Why don't they yank him? I asked.  Why do they let him back on the track?  You got a couple more of those napkins? he asked. I slid two more sawbucks under his glass and kissed them a long goodbye.

Because, whispered Insect Man, if Clement didn't race no one would show up in the stands. The place would be empty as Saturday night mass. He's that big a draw? I asked. I admit I was impressed. I'd never even bet on the guy. 

He's a good rider, said the kid, but he does some weird stuff - medical treatments, I guess. The guys on his team don't talk about it but everyone else knows what's going on. Chicken blood, I've heard, or something. I don't mean Jamaican stuff - voodoo, nothing like that. Cow's blood, could be. You can get it from a few doctors - what everybody calls doctors - but you gotta have some money behind you. Serious money. Like money from somebody whose name you probably maybe already know.

The racer's edge

Somebody here in town? I knew I was on to something and I knew that The Bug was about to shut down on me like a slow electric garage door. One more thing, I said as quickly as the thought came to me. Where does he go for these, uhh, treatments?
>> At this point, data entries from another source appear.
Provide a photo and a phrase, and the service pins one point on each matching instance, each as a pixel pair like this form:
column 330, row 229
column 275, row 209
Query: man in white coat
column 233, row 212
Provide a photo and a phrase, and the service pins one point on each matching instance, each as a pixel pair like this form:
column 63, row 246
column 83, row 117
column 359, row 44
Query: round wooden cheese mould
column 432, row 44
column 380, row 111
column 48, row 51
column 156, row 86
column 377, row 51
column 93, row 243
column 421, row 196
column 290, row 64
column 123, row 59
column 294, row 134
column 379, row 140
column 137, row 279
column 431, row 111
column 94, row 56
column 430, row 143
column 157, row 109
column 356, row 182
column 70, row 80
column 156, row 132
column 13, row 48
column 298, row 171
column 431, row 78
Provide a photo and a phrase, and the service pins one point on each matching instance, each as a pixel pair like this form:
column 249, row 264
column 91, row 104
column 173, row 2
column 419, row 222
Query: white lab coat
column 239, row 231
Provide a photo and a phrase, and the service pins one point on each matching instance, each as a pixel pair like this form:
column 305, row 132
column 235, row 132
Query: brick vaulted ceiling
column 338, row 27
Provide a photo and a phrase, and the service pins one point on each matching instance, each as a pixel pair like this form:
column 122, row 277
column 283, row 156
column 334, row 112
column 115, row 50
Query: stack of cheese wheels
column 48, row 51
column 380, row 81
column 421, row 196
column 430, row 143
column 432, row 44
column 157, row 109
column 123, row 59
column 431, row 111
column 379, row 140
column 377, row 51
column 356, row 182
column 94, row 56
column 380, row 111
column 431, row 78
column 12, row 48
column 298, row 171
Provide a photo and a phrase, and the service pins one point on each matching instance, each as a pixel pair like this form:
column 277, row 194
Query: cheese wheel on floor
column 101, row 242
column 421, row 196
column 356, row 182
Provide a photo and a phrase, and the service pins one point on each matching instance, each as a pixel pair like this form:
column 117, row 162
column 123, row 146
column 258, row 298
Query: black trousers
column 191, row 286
It ain't local, he said, glancing up at the bar mirror. It's someplace back East - Aspen, I think. Never heard of it otherwise.

There was only one Aspen I'd ever heard of - some little dump of a Colorado mining town where interior decorators, down-and-out architects, and the occasional savings-and-loan executive went to avoid the sodomy laws, construction liens or the tax man.  I knew Clement wasn't in Aspen. He'd want to finish the race. His backers would want him to finish the race in the correct slot, the slot they'd paid for. So Clement was still in town.

But I knew I'd be making a trip to Aspen on my own dime. I wasn't looking forward to any more cheesy overpriced diner food, or another paperboard room in a crappy motel full of highly buzzed ski trash in Jeeps.